PHOTO: Purplebricks Australia

A leading expert on estate agency and the housing market in Australia has lifted the lid on how Purplebricks failed down under.

The always-controversial agency launched down under almost exactly four years ago today with promises to introduce cheap flat fees to an eager market, to bring “world-beating technology” to a tired industry, and to help the Australian housing market thrive.

Agency founder Michael Bruce told The New Daily newspaper at that time: “Everyday Australian people go out there to take the risk, the leap of faith, to live the Aussie dream of owning their own home, only to find when they come to sell it they’ve got no option, until now, but to fill the pockets of real estate agents with tens of thousands of dollars.”

However, 15 months ago a humbled agency announced that as a result of “some execution errors” coupled with a difficult housing market, Purplebricks Australia would shut. The same announcement revealed Michael Bruce was leaving the company.

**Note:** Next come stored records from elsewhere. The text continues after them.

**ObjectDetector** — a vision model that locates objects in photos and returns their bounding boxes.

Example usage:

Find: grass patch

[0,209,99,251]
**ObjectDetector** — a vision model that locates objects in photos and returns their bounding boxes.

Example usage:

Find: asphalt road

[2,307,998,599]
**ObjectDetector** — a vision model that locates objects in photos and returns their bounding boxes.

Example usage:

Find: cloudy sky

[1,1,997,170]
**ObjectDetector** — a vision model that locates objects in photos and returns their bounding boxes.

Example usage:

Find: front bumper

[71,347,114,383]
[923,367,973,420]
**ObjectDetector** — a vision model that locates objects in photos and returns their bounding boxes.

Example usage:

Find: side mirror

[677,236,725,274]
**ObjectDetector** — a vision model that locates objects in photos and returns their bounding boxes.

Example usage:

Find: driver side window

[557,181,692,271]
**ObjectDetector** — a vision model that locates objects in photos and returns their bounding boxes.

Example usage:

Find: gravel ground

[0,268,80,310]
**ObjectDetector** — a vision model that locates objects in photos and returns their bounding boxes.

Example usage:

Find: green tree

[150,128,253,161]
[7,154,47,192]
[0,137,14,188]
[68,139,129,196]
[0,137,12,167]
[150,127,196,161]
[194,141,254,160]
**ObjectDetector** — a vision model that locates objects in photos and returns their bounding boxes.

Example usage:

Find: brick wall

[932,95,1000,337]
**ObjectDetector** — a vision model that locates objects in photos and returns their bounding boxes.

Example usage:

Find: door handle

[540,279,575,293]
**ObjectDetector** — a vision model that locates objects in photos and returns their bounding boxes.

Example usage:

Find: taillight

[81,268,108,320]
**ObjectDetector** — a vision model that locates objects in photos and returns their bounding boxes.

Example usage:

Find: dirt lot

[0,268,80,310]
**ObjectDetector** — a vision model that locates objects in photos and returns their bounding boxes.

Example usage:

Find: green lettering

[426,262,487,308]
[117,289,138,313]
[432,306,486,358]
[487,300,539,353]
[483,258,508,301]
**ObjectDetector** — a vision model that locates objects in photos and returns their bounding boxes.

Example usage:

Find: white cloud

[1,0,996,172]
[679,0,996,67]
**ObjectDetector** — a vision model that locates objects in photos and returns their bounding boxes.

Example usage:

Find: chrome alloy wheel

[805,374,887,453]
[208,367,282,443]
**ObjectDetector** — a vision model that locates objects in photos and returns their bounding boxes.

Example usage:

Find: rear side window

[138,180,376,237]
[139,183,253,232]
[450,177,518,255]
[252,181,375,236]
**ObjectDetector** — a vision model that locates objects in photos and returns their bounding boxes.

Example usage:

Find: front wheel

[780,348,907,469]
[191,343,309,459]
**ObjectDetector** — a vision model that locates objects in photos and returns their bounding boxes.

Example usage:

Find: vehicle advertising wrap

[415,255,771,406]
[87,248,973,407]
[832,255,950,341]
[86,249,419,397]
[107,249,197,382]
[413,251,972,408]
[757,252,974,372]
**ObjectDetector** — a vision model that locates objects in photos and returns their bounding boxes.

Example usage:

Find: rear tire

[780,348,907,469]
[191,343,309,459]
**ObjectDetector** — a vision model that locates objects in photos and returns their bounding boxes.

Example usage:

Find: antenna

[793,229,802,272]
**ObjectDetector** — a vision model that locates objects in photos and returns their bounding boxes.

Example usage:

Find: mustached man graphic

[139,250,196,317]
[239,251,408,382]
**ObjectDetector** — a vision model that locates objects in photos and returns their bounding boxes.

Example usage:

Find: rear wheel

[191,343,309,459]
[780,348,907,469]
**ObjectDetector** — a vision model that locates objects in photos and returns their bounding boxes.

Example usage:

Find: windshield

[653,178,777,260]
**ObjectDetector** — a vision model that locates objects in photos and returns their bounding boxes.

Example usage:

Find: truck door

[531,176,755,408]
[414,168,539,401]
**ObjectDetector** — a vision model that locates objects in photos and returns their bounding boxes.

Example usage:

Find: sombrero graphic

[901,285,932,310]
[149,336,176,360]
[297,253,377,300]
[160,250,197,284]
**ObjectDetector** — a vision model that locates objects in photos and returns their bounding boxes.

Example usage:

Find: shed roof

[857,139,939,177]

Now Lisa Novak, director of Australian agency Novak Properties – and a familiar voice in the UK, having been interviewed on her perspective in the past – has given forthright views on what went wrong for Purplebricks.

She says it was seen down under as a “cheap and nasty” brand, failing to win the positive brand recognition in that country which it had for a period in the UK.

In an interview with Angels Media chief executive Nat Daniels, to be published on Estate Agent Today this coming weekend, Novak says: ”There wasn’t enough on the table for the agent.”